Ein brausender Wind diente schon als Ausgangspunkt für so manche künstlerische Betätigung. Die Architektur, eher auf dauerhafte und feste Formen abonniert, fällt einem da nicht als Erstes ein. Doch über den Mont-Royal fegt ein Wind, der seine Spuren sogar in der Baukunst hinterlassen hat. Das Atelier Urban Face fand hier die Inspiration zu drei kleinen Kioskgebäuden. Die Kiosques du Mont-Royal dienen der Erschließung eines Erholungsgebietes auf dem Hausberg der kanadischen Stadt Montreal. Sie liegen inmitten des Mont-Royal Parks und sind ein beeindruckendes Beispiel für die Mikroarchitektur, die wir vor einiger Zeit in diesem Blog vorgestellt haben. Durch ihre zurückhaltenden Ausmaße wahren sie die Integrität des Berges. Mit großen Glasflächen an den schmalen Seiten fügen sie sich offen in die Landschaft ein.

Geneigte Momentaufnahme
Die Kiosques du Mont-Royal sind eine Momentaufnahme, gemacht, um die Kraft des Windes einzufrieren. In unterschiedlichen Neigungswinkeln lehnen sich die kleinen Parkgebäude in Richtung eines Sees und verweisen so auf unterschiedliche Windstärken. Eine Stahlkonstruktion im Inneren gibt den Gebäuden die Stabilität für ihre Neigung. Das Gebäude mit der geringsten Neigung von 10 Grad dient als Aufenthaltsraum für Besuchergruppen. Der um 20 Grad geneigte Kiosk beherbergt Werkzeuge und Ausrüstung für den Parkdienst und eine Erste-Hilfe-Station. Der mit 30 Grad am stärksten geneigte Kiosk schließlich dient hauptsächlich als Ticketbüro.

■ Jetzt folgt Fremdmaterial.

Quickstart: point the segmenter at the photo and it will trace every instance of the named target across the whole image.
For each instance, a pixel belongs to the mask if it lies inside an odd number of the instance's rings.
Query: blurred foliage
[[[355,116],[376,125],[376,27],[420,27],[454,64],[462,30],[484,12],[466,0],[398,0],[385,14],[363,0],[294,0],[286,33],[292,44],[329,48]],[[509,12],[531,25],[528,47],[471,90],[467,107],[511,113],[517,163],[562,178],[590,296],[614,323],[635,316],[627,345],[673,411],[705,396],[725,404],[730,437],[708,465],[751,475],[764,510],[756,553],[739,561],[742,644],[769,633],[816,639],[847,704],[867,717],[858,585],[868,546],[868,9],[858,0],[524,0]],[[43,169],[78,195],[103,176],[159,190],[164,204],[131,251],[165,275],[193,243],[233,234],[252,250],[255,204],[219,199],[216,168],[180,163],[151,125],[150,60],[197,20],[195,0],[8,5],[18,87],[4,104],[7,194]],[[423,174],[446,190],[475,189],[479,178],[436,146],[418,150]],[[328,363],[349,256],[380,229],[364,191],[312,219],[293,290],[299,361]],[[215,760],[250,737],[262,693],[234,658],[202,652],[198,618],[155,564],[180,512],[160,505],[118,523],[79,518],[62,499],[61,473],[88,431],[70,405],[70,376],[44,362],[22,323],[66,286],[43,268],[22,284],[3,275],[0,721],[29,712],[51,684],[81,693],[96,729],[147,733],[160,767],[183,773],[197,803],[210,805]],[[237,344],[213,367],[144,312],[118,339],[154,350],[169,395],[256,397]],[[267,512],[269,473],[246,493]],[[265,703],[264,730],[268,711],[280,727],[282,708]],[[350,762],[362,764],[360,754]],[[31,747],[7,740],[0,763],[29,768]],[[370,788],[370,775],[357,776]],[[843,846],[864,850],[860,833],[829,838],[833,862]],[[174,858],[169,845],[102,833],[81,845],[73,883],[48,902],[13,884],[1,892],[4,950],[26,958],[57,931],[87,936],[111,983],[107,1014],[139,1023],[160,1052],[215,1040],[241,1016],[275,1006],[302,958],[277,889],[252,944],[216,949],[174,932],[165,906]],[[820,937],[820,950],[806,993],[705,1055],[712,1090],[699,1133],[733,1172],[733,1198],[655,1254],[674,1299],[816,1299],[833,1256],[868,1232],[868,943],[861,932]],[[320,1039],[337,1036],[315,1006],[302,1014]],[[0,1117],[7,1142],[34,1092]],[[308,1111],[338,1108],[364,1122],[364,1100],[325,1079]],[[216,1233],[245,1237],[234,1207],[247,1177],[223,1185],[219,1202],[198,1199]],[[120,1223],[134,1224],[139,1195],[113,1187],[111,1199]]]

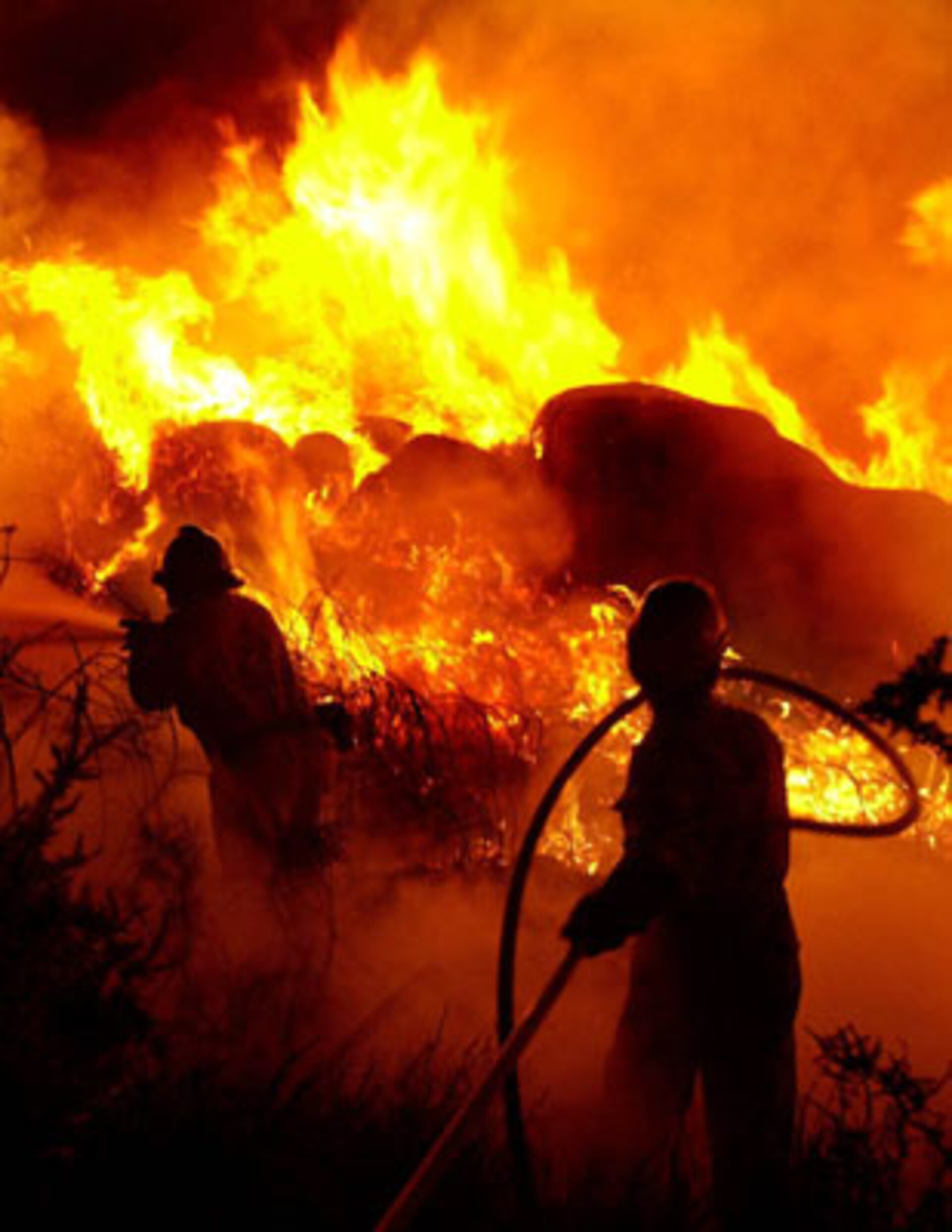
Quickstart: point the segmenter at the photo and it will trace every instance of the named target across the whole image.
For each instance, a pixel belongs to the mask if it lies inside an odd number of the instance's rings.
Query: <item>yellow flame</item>
[[[952,265],[952,179],[920,192],[903,243],[918,265]]]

Das Atelier Urban Face hat die Anordnung der drei kleinen Gebäude einem Weiler nachempfunden. Die kleine Ansiedlung soll bei den Besuchern des Parks ein Gefühl von Interaktion und Gemeinschaft fördern.

Das Licht stärkt die Verbindung
Neben der Bewegung des Windes verleihen die drei Kioske noch einer weiteren Bewegung Ausdruck, und zwar der Bewegung des Lichts. Anders als der Wind, der anhand unveränderbarer Formen sichtbar gemacht wird, tritt das Licht jedoch mit größerer Vielfalt in Erscheinung. Die Grundlage dafür ist eine Eindeckung mit VMZINC Flatlock Profilen in der Oberflächenqualität QUARTZ-ZINC. Die helle Zink-Oberfläche an Längsseiten und Dach reagiert auf Lichtstimmung und Lichteinfall. Mit dem Lauf von Tages- und Jahreszeiten kann sie strahlend hell oder auch dunkel und kühl wirken. Dieser Wandel verbindet die Gebäude mit der wechselnden Atmosphäre der kleinen Lichtung in Seenähe, auf der sie sich versammeln.

Nahtloser Übergang vom Dach in die Fassade
Rund 45 m² Dach- und Fassadenfläche je Kiosk reichen, um die Gebäude einzudecken. Doch auch auf kleinstem Raum lassen sich außergewöhnliche Ideen umsetzen. Die Zinkprofile gehen vom Dach nahtlos in die Fassade über und laufen sogar diagonal über diese Grenze hinweg. So diagonal wie sich die Gebäude neigen, sind auch die Zinkprofile verlegt. Sie spiegeln quasi die Stärke des Winddrucks, unter dem sich das jeweilige Gebäude neigt, mit ihrer Linienführung wider. Möglich wird dies durch die Flexibilität des VMZINC Flatlock Systems, das sowohl bei der Größe der Schindeln als auch bei der Montagerichtung viel Spielraum gestattet.

Laternen für lange Nächte
An den kurzen Giebelseiten der drei Gebäude finden sich Glasfronten. Diese sind mit dunkelgrauen ANTHRA-ZINC Profilen eingefasst, die einen markanten Kontrast zu den helleren Flatlock Profilen bilden. Die Glasflächen an den schmalen Seiten der Kioske gestatten einen Durchblick, der das beleuchtete Innere in der Dunkelheit wie übergroße Laternen wirken lässt.